Throughout the history of basketball, there have always been athletes with the size and strength to dunk through rims. However, the first recorded NBA player to shatter a backboard, Chuck Connors, did not do so with a dunk. When playing for the Boston Celtics in 1946, Connors took a set shot during a pregame warmup, hitting the front of the rim. Because an arena worker had failed to place a protective piece between the rim and the backboard, the backboard shattered. The all-star power forward Gus Johnson of the Baltimore Bullets became famous as a backboard breaker in the NBA, shattering three during his career in the 1960s and early 1970s. In the American Basketball Association (ABA), Charlie Hentz shattered two backboards in the same game on November 6, 1970, resulting in said game being canceled. Arthur Ehrat's invention of a spring-loaded breakaway rim led to the return of the dunk in college basketball.

An often-cited game with a backboard smash was on August 26, 1985, when Michael Jordan dunked so hard during a Nike exhibition game in Trieste that the backboard was completely broken. The signed jersey and shoes (including one of the tiny shards of glass in the sole of the left shoe) that Jordan wore during this famous game were later auctioned. The moment the glass was broken was filmed and is often cited around the world as a particularly important milestone in Jordan's rise.
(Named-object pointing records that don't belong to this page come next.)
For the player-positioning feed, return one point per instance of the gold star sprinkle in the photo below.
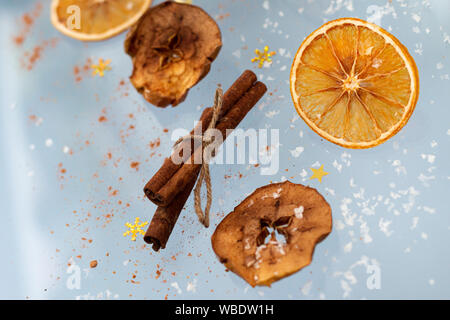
(318, 174)
(263, 56)
(101, 67)
(134, 229)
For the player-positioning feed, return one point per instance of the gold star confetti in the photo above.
(101, 67)
(318, 174)
(134, 229)
(263, 56)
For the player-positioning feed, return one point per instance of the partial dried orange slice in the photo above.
(93, 20)
(354, 83)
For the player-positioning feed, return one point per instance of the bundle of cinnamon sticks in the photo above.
(172, 184)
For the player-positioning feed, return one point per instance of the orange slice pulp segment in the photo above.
(354, 83)
(92, 20)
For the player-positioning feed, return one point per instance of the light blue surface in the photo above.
(390, 203)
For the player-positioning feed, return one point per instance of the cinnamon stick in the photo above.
(169, 168)
(188, 170)
(165, 218)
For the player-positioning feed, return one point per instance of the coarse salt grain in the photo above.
(299, 212)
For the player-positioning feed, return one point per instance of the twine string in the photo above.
(204, 176)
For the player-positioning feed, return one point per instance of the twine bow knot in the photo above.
(204, 176)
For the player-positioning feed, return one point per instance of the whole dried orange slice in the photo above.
(354, 83)
(93, 20)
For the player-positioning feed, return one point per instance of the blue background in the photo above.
(390, 203)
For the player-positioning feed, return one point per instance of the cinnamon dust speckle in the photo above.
(30, 57)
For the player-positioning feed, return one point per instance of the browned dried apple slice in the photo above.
(273, 232)
(172, 47)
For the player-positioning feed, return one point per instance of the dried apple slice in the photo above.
(246, 240)
(172, 47)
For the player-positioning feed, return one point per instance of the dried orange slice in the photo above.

Darryl Dawkins and Shaquille O'Neal gained notoriety for shattering backboards during their careers; Dawkins' incidents are credited for being the impetus for the research and introduction of breakaway rims throughout the sport, while O'Neal dunked with enough force to break the harnesses holding two backboards during games against the New Jersey Nets and Phoenix Suns in the 1992–93 NBA season. The following year, backboards had strengthened steel braces and increased stability to prevent the hoop from falling down. A technical foul for purposive backboard shattering, differentiating from an accidental shatter by the determination of intent, was also introduced.

Most venues with ceiling-mounted backboards and older backstops have their rings attached directly to the glass. Modern FIBA Level 1 competition units (as used in NCAA, NBA, Euroleague and FIBA competitions) use a direct-mount system, where the basket ring is attached to a metal beam, with a hole in the backboard where the beam is connected to the unit. On such a system, stress from a dunk is distributed to the beam to the entire unit (as seen in O'Neal's dunk in Phoenix). On a four-corner mount, the glass still bears stress from a dunking player, which leads to shattering the backboard. The switch to a direct-mount system and the higher standards for backboard stability imposed by the NBA and later FIBA, including a 2020 rule change requiring the retirement of the entire goal stanchion eight years after the original date of manufacture, have made backboard shattering impossible at major level competition. Some competitions have expanded it further into mandating a specification backstop, including high school and college sanctioning bodies. For example, the Euroleague bylaws require a specification backstop from Spalding, which also supplies the league's game balls.